Just as unimpressive is bassist John Myung's performace on this album. Like nearly every Dream Theater album before this one, he's nigh inaudible throughout the entire mix, and delivers a rather cookie-cutter performance in the few moments where he comes to the forefront. It seems as if the band is determined only to let him solo on pieces whose titles begin with 'Met-' and end with '-ropolis.' Though he does have his first lyric credit since Scenes from a Memory, his presence on the album still feels like an afterthought compared to the rest of the band. And on this album, that's saying something.
Speaking of Myung's lyric credit, “Breaking All Illusions” is one of the few actually interesting tracks on the album, featuring an extremely solid guitar solo in a similar style to “A Change of Seasons” from guitarist John Petrucci. “Outcry” is another strong cut from the album; it feels like one of the better songs from Train of Thought, balancing heavy riffing alongside more melodic sections. It contains the most interesting and engaging instrumental parts and soloing on the entire album.
The other lengthy pieces on this album don't hold up as favourably, however. “Bridges in the Sky” is rather boring for a Dream Theater piece—the only real thing of note about the track is that the didgeridoo effect sometimes sounds like a man with indigestion (note: that wasn't hyperbole). The other epic-length song, “Lost Not Forgotten,” sounds like one of the longer takes from Falling Into Infinity. Unfortunately, unlike “Trial of Tears” or “Lines in the Sand,” it isn't contributing much to the album itself, and oftentimes gets too masturbatory. This is especially true during the choruses, where the band's constant doodling interrupts the flow of the piece significantly.
Dream Theater's usually interesting drumming parts seem almost painfully boring on this album. New drummer Mike Mangini's debut feels uncharacteristically boring for both the band and himself. That's absolutely inexcusable, given that Mangini has literally set world records for his technical proficiency with drumming. It may just be a result of the fact that he was not involved heavily with the songwriting on this album, but it's tough not to notice his drumming lacks the flair and finesse that made Portnoy's performances with the band so enjoyable.
Actually, another place where Portnoy's loss is very noticeable is with the lyrics. His lyrics regarding his personal ordeals were always a cut above the norm; pieces like the “Twelve-Step Suite,” “A Change of Seasons” and “The Best of Times” are amongst Dream Theater's finest lyrical moments. And even though Dream Theater aren't generally known for their lyrical prowess, the lyrics on this album feel much weaker than usual. “Bridges in the Sky” in particular feels extremely formulaic, almost like the lyrics were thrown in as an afterthought so that LaBrie wouldn't be left off of the song. They ruin what was otherwise one of the stronger pieces on the album.
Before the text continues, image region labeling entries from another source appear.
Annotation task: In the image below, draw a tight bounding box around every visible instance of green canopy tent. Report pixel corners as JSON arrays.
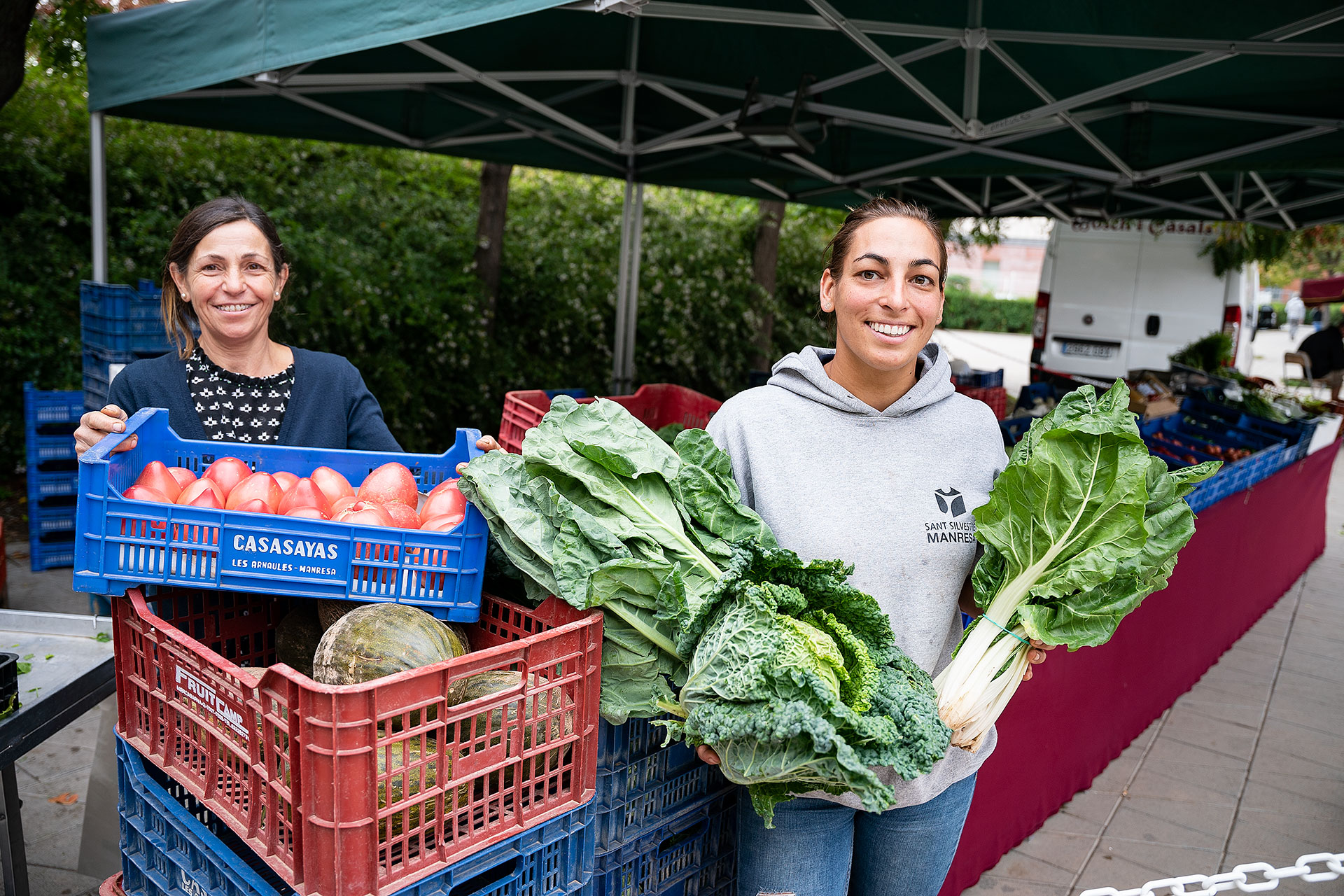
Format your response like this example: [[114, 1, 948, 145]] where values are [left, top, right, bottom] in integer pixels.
[[89, 0, 1344, 388]]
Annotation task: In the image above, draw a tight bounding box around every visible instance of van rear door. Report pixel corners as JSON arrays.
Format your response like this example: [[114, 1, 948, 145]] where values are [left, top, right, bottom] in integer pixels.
[[1042, 220, 1140, 379], [1126, 220, 1236, 371]]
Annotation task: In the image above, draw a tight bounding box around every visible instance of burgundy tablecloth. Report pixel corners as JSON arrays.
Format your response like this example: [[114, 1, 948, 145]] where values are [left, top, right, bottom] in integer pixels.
[[939, 443, 1338, 896]]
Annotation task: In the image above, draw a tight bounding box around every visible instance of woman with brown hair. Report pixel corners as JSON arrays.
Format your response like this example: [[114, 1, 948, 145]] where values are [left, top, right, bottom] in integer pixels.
[[699, 199, 1046, 896], [76, 196, 400, 454]]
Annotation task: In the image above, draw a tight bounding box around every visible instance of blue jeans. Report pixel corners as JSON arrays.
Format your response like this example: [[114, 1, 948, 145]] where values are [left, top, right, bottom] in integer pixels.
[[738, 775, 976, 896]]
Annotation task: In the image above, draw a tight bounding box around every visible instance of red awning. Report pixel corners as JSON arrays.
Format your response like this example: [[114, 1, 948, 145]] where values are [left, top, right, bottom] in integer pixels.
[[1302, 276, 1344, 305]]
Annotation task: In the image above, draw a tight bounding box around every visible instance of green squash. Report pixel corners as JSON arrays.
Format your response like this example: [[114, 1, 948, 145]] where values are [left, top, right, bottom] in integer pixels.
[[378, 735, 472, 841], [317, 598, 370, 631], [276, 601, 323, 678], [313, 603, 465, 685], [447, 671, 575, 792]]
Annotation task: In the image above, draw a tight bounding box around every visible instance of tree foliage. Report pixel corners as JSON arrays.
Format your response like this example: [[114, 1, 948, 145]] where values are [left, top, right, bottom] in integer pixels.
[[0, 57, 840, 468], [1200, 220, 1344, 286]]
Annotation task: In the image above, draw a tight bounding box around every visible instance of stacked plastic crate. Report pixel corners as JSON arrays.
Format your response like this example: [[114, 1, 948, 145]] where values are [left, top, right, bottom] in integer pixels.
[[592, 719, 738, 896], [79, 279, 171, 410], [74, 410, 602, 896], [23, 383, 83, 573], [951, 368, 1008, 421], [500, 383, 738, 896]]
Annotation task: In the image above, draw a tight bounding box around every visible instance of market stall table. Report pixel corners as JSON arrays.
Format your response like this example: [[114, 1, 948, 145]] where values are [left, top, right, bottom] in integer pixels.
[[0, 610, 115, 896], [941, 440, 1341, 896]]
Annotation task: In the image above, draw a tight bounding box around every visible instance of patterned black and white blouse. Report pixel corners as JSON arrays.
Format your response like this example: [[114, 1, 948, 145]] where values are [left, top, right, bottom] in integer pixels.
[[187, 345, 294, 444]]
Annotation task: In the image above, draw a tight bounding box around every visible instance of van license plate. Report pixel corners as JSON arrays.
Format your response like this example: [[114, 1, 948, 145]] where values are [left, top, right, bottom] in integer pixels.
[[1059, 342, 1116, 360]]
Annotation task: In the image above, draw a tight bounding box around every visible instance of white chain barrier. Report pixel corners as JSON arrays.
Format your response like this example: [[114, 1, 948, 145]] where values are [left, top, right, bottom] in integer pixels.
[[1082, 853, 1344, 896]]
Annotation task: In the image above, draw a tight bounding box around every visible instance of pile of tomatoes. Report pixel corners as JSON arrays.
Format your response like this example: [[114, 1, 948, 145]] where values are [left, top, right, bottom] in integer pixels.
[[124, 456, 466, 532]]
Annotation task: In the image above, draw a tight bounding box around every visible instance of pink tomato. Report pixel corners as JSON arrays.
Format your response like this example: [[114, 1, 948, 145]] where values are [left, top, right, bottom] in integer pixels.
[[200, 456, 251, 498], [383, 501, 419, 529], [308, 466, 355, 506], [421, 513, 462, 532], [225, 473, 284, 513], [121, 475, 172, 504], [355, 461, 419, 507], [421, 479, 466, 522], [136, 461, 181, 504], [177, 478, 227, 507], [335, 501, 393, 526], [276, 477, 332, 519]]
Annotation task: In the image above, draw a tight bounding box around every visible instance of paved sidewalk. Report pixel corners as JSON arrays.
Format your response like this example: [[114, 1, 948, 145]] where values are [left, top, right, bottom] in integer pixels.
[[965, 443, 1344, 896]]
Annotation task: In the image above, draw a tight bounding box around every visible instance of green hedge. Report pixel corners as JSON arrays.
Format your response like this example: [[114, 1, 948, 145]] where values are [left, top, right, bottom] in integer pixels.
[[942, 295, 1036, 333], [0, 69, 1031, 470], [0, 69, 840, 469]]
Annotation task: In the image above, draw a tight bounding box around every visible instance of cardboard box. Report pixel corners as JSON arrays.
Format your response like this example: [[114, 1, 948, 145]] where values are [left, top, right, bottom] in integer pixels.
[[1129, 373, 1180, 421]]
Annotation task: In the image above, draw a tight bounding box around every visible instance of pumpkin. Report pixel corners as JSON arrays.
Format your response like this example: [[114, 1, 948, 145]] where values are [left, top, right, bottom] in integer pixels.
[[378, 735, 472, 842], [447, 671, 574, 792], [313, 603, 465, 685], [276, 601, 323, 678], [317, 598, 368, 631]]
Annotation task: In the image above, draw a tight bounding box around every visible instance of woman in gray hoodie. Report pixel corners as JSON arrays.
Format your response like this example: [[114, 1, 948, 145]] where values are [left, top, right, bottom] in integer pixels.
[[700, 197, 1046, 896]]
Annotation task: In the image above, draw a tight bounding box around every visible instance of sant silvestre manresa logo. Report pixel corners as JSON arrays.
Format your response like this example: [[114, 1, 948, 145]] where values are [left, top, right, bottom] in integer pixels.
[[219, 526, 349, 582]]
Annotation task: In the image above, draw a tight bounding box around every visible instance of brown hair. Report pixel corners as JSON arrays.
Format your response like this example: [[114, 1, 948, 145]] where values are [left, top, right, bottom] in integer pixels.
[[160, 196, 289, 357], [827, 196, 948, 291]]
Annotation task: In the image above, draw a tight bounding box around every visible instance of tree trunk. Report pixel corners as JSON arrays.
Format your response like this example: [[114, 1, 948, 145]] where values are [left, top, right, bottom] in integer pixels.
[[476, 161, 513, 337], [751, 199, 783, 371], [0, 0, 38, 108]]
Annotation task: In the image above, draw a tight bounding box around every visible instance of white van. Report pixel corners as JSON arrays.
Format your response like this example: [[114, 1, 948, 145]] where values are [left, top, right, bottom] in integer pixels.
[[1031, 220, 1259, 383]]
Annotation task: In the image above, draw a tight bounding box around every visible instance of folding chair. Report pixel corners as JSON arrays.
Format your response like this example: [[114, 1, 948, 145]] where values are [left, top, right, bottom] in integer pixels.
[[1284, 352, 1329, 398]]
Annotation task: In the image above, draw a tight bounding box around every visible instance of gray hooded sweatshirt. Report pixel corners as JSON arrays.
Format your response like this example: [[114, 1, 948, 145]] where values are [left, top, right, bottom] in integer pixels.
[[708, 342, 1008, 808]]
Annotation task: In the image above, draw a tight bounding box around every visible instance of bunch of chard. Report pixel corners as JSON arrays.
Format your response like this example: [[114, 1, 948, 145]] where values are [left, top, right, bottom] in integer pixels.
[[934, 382, 1222, 751]]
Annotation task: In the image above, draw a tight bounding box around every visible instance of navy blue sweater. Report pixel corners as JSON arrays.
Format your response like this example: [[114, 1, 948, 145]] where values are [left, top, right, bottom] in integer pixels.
[[108, 348, 402, 451]]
Let me put it this way. The Dream Theater purists who simply enjoy their brand of music and don't expect anything new from them will find this album an enjoyable addition to their catalogue. Anyone expecting some growth, diversity, or exceptionally strong writing, however, will be let down. A Dramatic Turn of Events is destined to join Falling into Infinity, Systematic Chaos and Octavarium in the 'completionists-only' end of Dream Theater's catalogue.